First lines are the mules of literature these days—they do the heaviest lifting in a given book, needing to “hook” the reader into reading more. Writers, I’ve been told, need to show the characters, the overall context for the story, at least a glimpse of the story’s novelty, and the conflict that will drive the plot. That’s a ton of work for the start line of any marathon. Come to think of it, real starting lines only mark a space. First sentences in fiction mark well more than the small area they occupy. Blog after writing blog expresses concern for writers who send in the first several pages of their manuscript—are there enough motivators for readers right at the outset? One conference I attended had a “first page review” with a panel of agents and editors, and more often than not, the industry experts laughed at the submissions presented to them. Surely there were a few ugly dogs among the contenders, but even so, one mere sentence that is supposed to stand above all others is a precariously high bar, and it’s something that feels (to me) less about art or creative integrity to the piece, and much more about marketing standards and focus group data. Consider the following first sentences:
- Call me Ishmael.
- It was like so, but wasn’t.
- All this happened, more or less.
Yes, I picked openings that set up the narrator (Moby Dick, Galatea 2.2, and Slaughterhouse-Five, respectively). Do they say enough as a discrete sentence? I may be a more generous reader than average, but I’m willing to stick with a text past the first 50-300 characters or 5-30 words. (Robinson Crusoe starts off with a 50+ sentence, by the way.) Some ideas may work better with a little set up and delivery. Consider:
Into the face of the young man who sat on the terrace of the Hotel Magnifique at Cannes there had crept a look of furtive shame, the shifty, hangdog look which announces that an Englishman is about to talk French. —Opening to The Luck of the Bodkins, by PG Wodehouse
Narrator, tone, level of eloquence, this sentence also reveals that the novel is in third person, the setting, and what action is about to occur. Post World War II, writers played with these assumptions about literary constructions, because I don’t know, maybe people got tired of Bloomsday parties.
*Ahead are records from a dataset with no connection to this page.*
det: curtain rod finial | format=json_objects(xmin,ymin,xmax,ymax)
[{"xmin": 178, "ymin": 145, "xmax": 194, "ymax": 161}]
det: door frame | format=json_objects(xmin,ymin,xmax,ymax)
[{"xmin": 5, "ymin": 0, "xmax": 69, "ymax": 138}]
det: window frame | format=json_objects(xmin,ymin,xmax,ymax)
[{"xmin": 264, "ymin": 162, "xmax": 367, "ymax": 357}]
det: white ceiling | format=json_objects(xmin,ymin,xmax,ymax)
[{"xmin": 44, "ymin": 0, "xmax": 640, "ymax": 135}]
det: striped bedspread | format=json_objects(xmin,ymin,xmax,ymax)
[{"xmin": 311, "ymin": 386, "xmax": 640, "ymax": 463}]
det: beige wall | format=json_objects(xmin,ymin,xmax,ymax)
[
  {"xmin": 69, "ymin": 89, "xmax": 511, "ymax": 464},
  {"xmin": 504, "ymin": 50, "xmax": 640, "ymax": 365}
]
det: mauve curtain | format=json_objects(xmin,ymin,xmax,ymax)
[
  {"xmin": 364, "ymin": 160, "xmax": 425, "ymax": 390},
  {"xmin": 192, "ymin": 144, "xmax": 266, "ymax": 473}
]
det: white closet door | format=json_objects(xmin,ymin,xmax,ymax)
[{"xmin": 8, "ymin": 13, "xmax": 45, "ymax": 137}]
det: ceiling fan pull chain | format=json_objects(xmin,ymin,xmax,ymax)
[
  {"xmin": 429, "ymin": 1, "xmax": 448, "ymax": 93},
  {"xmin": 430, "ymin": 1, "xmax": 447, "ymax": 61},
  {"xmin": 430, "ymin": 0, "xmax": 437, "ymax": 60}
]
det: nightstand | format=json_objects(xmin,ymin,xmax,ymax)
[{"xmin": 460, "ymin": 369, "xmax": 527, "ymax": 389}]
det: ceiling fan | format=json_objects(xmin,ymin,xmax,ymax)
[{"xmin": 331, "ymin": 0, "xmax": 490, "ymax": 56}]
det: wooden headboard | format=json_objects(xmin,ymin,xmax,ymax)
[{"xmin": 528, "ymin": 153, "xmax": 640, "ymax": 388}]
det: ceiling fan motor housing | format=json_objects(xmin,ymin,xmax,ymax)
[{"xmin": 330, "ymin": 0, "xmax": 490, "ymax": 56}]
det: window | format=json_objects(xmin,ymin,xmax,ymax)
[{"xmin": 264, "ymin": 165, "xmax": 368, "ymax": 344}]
But first lines are often asked to do even more than this in contemporary literature and fiction. They should show the conflict hook, or the main character’s most compelling trait, or hit readers with big emotion, in addition to all of the aspects presented in the example from Wodehouse. Often this means that there is no room for the simple sentence as the starting line.
Of course books are longer than one line. Most stories are too, Hemingway’s famous six-word story aside. Second, third, and fourth lines are critical to supporting the opening and leading more detail to the very start of the work. But thinking about what I’ve heard from editors and agents and published authors, the preponderance of interest is formed in the first dozen words, and if the audience’s attention isn’t captured then, the writer may lose them altogether. How does this sentiment or requirement affect today’s writing? We start stories with bullets, explosions, family deaths, other huge moments that are supposed to help these hooks coalesce into interest for readers. To me, it borders on formulaic, and heck, I write in-action first sentences, too, because I really want my work to get past the necessary hurdles that publishing industry professionals set out for writers. I understand that there are whole oceans of awful prose out there, from sentence number 1 to the end of a tale. Such ideas about good writing help overworked agents and editors get through their bloated in boxes. Also, if a writer is worth her salt, these are not impediments for her, as she can craft an opening that will be interesting, true to the work, and capable of including every hook and interest point needed.
And still, I think it would better fiction overall if we moved away from asking our first lines to perform such service to our stories. Yes, they should add to the story, but then again, every single sentence needs to meet that minimum bar. I just want room for the next generation of Vonneguts, Joann Russes, LeGuins, and Carvers to start stories how they think is best, now how they think an agent will think is best.